Она беспокоилась обо мне. Я ей небезразличен? Светка, милая… В этот момент вода перестала литься, и я завис над пропастью. Дверь в ванную открылась, и оттуда выплыла моя гостья с тюрбаном из полотенца на голове и в длинном бабулином халате. Из своего на ней были, видимо, только тапки с меховыми помпонами. Она увидела Светлану и приветливо улыбнулась:
– Здравствуйте! Простите, что в таком виде, обстоятельства… – ускорилась и прошмыгнула мимо нас в бабкину комнату. И закрыла за собой дверь. А я сорвался в пропасть.
– Добрый день! – ледяным тоном произнесла ей вслед Светлана и воззрилась на меня:
– Я не вовремя? Ну ты прости… Как ты быстро, однако, утешился! Поздравляю!
– О, Света, Боже мой, это совсем не то, это…
– Что «не то»? Все нормально! – Света пожала плечами. – У тебя теперь своя жизнь. Я, собственно, на минутку. Раз у тебя все ТАК прекрасно…
– Это моя натурщица! – взмолился я. Светка покраснела.
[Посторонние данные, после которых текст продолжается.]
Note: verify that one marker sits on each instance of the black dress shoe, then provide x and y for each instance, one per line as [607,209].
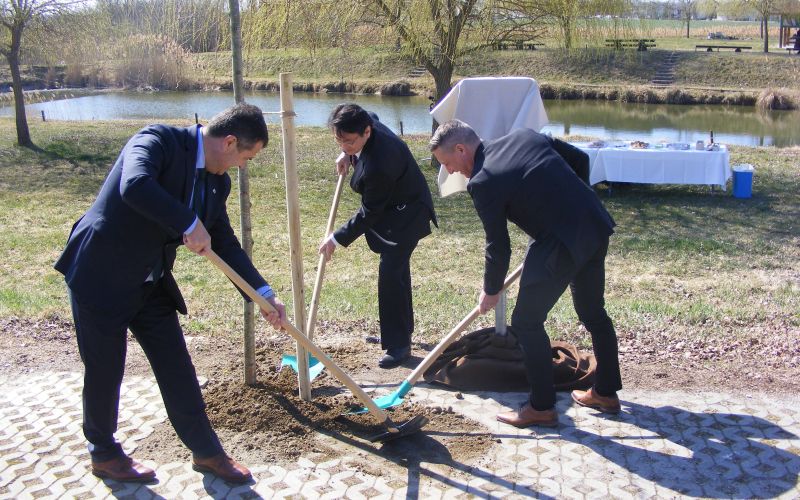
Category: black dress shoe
[395,357]
[123,469]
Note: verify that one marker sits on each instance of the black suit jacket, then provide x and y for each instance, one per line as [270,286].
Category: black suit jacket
[396,204]
[139,216]
[522,178]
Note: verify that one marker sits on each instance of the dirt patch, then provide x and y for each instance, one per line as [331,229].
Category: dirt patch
[269,423]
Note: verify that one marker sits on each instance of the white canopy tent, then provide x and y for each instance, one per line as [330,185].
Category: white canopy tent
[493,107]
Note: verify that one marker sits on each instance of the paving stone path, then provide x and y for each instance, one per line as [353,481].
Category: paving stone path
[662,445]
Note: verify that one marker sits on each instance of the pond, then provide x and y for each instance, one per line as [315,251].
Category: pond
[598,119]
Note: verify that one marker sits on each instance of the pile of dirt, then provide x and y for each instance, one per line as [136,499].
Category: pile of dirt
[270,423]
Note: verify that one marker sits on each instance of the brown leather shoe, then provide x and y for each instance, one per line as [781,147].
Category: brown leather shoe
[527,416]
[123,469]
[590,399]
[223,466]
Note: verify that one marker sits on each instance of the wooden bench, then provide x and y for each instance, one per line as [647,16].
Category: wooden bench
[710,48]
[640,44]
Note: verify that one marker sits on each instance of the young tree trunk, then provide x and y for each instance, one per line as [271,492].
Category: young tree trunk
[442,77]
[250,375]
[12,56]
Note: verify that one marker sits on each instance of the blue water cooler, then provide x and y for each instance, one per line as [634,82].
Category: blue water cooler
[742,180]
– Даже не сомневалась. Красивая девочка. И халат ей этот так идет! У тебя деньги завелись на натурщицу? Какая прелесть!
И тут она стала совсем багровая, развернулась и отвесила мне пощечину. Из-за закрытой двери в бабкину комнату раздалось:
– Ой!
Я оторопел и спросил уже Светкину спину:
– Ты чего дерешься? Я же…
Света повернулась, швырнула мне ключи от моей квартиры и срывающимся голосом выкрикнула:
– Ты! Телефон включи, фон-барон! За моими вещами к тебе мой парень заедет, придурок конченый!
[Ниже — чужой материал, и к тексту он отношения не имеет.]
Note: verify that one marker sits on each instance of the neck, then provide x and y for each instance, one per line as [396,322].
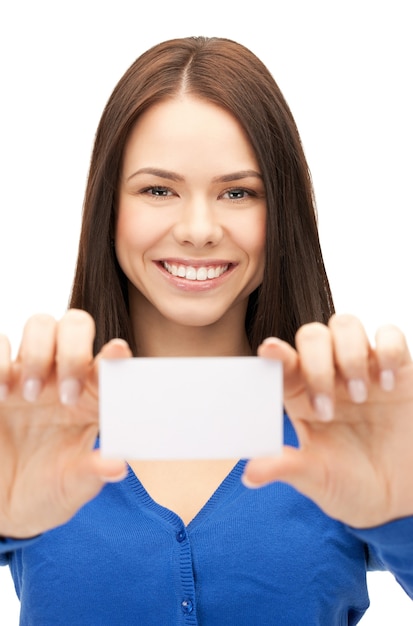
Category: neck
[155,337]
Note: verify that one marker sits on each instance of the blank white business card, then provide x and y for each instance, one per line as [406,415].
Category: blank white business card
[190,407]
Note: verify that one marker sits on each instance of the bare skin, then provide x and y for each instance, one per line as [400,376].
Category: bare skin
[357,465]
Влетела в лифт и уехала, а я помчался вниз, перепрыгивая через ступени и крича:
– Да это совсем не то! Дура! Остановись! Светка!
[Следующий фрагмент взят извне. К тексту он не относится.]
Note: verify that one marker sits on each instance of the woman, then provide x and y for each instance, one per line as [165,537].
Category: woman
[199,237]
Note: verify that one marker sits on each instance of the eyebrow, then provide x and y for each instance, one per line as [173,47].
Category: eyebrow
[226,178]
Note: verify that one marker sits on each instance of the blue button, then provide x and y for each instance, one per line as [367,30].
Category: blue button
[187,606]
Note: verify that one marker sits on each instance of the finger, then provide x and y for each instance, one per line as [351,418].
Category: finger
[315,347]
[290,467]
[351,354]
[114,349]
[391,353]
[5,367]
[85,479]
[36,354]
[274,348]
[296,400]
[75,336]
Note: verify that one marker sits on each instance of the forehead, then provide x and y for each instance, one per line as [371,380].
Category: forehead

Я не успел. Мы живем на восьмом этаже, а я после ковида плохо бегаю, задыхаюсь. Пока я добежал, она уже выскочила на улицу. Я – за ней.
– Света! Ну что же это такое?..
Она уже выбежала со двора. Я даже не успел увидеть, через какие ворота она выскочила. У нас метро в соседнем доме, буквально. Видимо, уже в метро…
Добежал до входа в метро, рванул вниз, но дальше турникетов не прошел. Меня остановили вежливые люди и потребовали надеть «маску и перчатки».
Вернулся наверх. Из плюсов – черный джип с тонированными стеклами во дворе не был обнаружен. Ольга ждала меня у двери с встревоженным видом.
Видимо, я выглядел совсем «того», потому что она опустила голову, встала у двери в бабкину комнату и изобразила полнейшее расстройство и покаяние. Ну, это я так думал.
– Ну что? Справку у вас теперь просить, что я – невинная жертва вашего эксперимента?
– Что за справка? – тихо спросила Ольга. Я упал в кресло в моей комнате и обхватил голову руками. Она тоже вошла и встала, не отходя от двери далеко. Интересно, чего она боится? Если я ее хоть трону, тут же прибежит бригада с воплями «Все на пол! Лицом вниз!» Ох, ох…
– Оправдательный документ… выдан Александру Шапошникову, дата рождения такая-то о том, что он принимал, помимо своей воли, участие в бесчеловечном эксперименте в качестве подопытного кролика…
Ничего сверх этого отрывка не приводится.